Débuts lents et sporadiques, mais volontarisme des National Institute of Health

Or, le MIT, mettant cette nouvelle puissance de calcul partagé que représentait l’IBM 7094 666 à disposition de tous ses départements, mais aussi de près de 40 autres universités américaines, se livre très rapidement à des statistiques sur son usage. En 1961, un rapport publié par les Cooperating Colleges of New England 667 indique ainsi que seulement 5,6% du temps de calcul total est utilisé par les sciences biologiques. Sur ce faible pourcentage, 0,8% du temps de calcul total est consacré à la cristallographie des substances organiques, 1,4% à la psychologie, 1% à l’agriculture, 1,5% à la médecine, 0,9% aux recherches biomédicales ou biologiques. Tout le reste est consacré aux sciences physico-chimiques et aux recherches mathématiques. Comme on peut le constater, la tendance en ce début des années 1960, n’est pas du tout à l’explosion des usages de l’ordinateur dans les sciences biologiques. En biologie proprement dite, les recours au calculateur sont donc encore, on peut le supposer, très marginaux.

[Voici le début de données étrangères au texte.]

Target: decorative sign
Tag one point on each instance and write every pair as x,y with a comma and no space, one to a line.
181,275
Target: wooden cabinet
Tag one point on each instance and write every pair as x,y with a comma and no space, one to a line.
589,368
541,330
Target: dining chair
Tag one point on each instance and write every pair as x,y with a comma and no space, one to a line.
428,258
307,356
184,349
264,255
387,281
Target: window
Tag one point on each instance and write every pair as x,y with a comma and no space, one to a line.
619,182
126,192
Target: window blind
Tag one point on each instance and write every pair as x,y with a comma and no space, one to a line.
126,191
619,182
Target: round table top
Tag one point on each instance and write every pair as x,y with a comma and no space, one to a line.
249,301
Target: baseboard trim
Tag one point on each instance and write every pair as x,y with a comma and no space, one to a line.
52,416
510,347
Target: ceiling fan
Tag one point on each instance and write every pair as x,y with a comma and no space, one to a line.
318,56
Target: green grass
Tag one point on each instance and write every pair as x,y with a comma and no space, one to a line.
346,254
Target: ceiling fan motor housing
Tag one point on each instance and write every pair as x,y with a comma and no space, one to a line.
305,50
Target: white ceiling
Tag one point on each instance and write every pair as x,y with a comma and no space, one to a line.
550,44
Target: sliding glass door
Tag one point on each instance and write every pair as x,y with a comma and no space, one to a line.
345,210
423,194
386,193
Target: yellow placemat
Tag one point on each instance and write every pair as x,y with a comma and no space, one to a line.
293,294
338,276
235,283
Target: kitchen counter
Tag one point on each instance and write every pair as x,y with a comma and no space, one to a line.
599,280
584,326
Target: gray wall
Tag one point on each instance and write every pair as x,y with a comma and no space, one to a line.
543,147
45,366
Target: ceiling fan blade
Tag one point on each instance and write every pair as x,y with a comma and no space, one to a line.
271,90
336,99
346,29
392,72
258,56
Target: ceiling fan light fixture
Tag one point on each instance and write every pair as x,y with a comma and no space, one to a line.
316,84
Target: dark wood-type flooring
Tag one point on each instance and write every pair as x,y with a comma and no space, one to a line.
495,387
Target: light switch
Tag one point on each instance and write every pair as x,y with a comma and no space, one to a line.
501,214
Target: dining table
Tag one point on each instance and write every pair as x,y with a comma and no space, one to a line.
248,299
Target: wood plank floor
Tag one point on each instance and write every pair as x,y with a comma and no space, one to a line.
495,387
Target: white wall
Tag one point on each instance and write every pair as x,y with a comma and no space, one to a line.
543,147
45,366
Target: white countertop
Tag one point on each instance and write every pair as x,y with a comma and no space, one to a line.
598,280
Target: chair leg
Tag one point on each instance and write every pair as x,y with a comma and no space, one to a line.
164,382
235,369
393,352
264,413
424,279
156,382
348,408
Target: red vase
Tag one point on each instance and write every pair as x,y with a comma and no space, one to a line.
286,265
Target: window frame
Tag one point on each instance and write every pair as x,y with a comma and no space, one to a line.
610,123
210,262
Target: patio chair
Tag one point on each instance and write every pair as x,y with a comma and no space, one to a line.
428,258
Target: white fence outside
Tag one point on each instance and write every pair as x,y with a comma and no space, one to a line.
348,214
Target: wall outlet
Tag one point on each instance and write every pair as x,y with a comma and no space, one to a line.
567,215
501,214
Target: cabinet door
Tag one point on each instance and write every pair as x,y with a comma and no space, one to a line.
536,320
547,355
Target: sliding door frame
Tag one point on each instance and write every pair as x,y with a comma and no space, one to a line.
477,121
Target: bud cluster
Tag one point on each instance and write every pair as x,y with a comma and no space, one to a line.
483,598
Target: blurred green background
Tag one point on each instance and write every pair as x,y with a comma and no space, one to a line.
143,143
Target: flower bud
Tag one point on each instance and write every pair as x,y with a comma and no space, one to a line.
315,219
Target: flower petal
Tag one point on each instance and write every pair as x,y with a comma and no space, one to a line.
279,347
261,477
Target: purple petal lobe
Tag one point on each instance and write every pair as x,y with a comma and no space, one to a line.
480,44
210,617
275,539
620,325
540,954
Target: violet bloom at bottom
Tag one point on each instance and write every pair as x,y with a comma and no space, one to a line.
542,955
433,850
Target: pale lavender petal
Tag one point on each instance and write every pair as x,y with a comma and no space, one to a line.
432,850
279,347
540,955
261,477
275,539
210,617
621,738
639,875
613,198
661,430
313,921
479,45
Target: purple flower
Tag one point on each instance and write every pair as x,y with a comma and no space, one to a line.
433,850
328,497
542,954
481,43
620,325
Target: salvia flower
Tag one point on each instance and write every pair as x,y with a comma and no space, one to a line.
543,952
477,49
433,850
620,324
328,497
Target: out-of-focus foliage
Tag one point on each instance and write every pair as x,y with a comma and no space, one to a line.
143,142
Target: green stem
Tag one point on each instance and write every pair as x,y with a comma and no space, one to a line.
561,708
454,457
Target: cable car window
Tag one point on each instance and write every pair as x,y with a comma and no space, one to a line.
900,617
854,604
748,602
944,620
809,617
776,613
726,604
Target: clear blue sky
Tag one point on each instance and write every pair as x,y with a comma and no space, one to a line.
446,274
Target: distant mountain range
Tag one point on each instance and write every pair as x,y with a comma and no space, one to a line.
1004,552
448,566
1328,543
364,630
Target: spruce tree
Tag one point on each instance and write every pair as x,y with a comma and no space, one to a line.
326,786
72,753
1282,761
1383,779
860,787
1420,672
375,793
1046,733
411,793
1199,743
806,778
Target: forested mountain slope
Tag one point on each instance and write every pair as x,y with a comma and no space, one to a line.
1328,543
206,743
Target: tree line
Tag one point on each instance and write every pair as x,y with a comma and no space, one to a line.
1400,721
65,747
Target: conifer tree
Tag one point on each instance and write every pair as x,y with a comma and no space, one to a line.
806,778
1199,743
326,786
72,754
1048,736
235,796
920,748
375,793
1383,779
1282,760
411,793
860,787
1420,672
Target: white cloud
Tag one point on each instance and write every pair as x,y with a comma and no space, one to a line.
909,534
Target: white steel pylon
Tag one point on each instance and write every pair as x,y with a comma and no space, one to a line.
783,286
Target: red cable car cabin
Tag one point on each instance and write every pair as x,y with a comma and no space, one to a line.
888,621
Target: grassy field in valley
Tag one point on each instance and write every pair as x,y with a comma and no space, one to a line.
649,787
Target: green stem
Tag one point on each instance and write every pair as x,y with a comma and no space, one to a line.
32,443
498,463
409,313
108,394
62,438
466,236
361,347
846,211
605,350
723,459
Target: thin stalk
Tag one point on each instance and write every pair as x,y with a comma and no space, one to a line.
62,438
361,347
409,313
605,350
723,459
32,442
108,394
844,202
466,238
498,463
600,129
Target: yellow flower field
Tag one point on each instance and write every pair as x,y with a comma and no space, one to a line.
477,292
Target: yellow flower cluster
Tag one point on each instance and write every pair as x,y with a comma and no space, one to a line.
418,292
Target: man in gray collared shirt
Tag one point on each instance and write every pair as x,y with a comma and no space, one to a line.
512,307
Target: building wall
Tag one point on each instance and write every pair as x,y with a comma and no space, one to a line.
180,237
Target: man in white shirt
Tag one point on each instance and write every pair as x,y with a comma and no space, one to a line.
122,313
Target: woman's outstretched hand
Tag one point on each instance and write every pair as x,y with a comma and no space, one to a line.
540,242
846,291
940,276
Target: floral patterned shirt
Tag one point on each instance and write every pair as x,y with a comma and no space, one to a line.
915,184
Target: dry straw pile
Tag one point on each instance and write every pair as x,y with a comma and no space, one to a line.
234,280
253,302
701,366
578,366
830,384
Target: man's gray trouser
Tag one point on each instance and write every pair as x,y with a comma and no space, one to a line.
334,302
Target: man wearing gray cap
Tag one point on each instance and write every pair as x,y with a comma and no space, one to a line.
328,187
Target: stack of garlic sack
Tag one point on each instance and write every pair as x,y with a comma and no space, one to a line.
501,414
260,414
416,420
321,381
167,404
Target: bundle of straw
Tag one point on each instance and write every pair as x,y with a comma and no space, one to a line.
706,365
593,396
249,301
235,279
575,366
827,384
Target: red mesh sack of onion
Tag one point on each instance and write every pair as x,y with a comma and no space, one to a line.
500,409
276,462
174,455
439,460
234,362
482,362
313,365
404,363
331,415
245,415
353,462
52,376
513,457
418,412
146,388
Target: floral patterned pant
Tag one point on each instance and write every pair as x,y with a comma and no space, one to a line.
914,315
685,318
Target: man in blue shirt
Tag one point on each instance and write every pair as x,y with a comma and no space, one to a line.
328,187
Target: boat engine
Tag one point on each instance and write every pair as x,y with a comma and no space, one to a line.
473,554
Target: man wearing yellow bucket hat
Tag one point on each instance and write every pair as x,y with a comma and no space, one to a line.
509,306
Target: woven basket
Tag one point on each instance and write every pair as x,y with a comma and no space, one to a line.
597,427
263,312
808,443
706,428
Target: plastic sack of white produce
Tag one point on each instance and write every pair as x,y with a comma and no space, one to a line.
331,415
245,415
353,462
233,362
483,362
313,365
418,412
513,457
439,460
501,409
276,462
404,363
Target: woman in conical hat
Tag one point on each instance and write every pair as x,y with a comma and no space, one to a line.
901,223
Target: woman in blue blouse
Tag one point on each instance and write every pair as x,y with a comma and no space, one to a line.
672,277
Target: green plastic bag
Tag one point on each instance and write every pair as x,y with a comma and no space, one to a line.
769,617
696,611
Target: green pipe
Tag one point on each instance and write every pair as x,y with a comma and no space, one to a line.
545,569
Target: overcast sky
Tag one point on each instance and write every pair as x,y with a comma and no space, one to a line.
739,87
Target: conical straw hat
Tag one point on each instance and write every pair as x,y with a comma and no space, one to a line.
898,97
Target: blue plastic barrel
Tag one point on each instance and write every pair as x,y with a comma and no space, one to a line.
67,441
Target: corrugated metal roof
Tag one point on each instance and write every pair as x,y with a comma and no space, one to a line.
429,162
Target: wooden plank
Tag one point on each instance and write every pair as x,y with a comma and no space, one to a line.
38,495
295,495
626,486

Un second rapport, très significatif lui aussi, est publié deux ans plus tard, en 1963, par le même regroupement d’universités autour du calculateur partagé du MIT. Il révèle cette fois-ci que seulement 4,5% du temps de calcul a été utilisé par les sciences biomédicales, dont 0,3% en médecine, 1,1% en psychologie, 1,3% en cristallographie des substances organiques, 0,2 en agriculture et 1,6 en biologie 668 . Il faut bien sûr nuancer le poids de ces chiffres en rappelant que, sur cette courte période, la physico-chimie a encore considérablement développé ses propres usages de l’ordinateur et que la biologie semble quand même avoir très timidement imposé sa présence. Mais le bilan est assez mitigé pour ceux qui voient en ces nouvelles techniques de calcul une chance pour la biomédecine.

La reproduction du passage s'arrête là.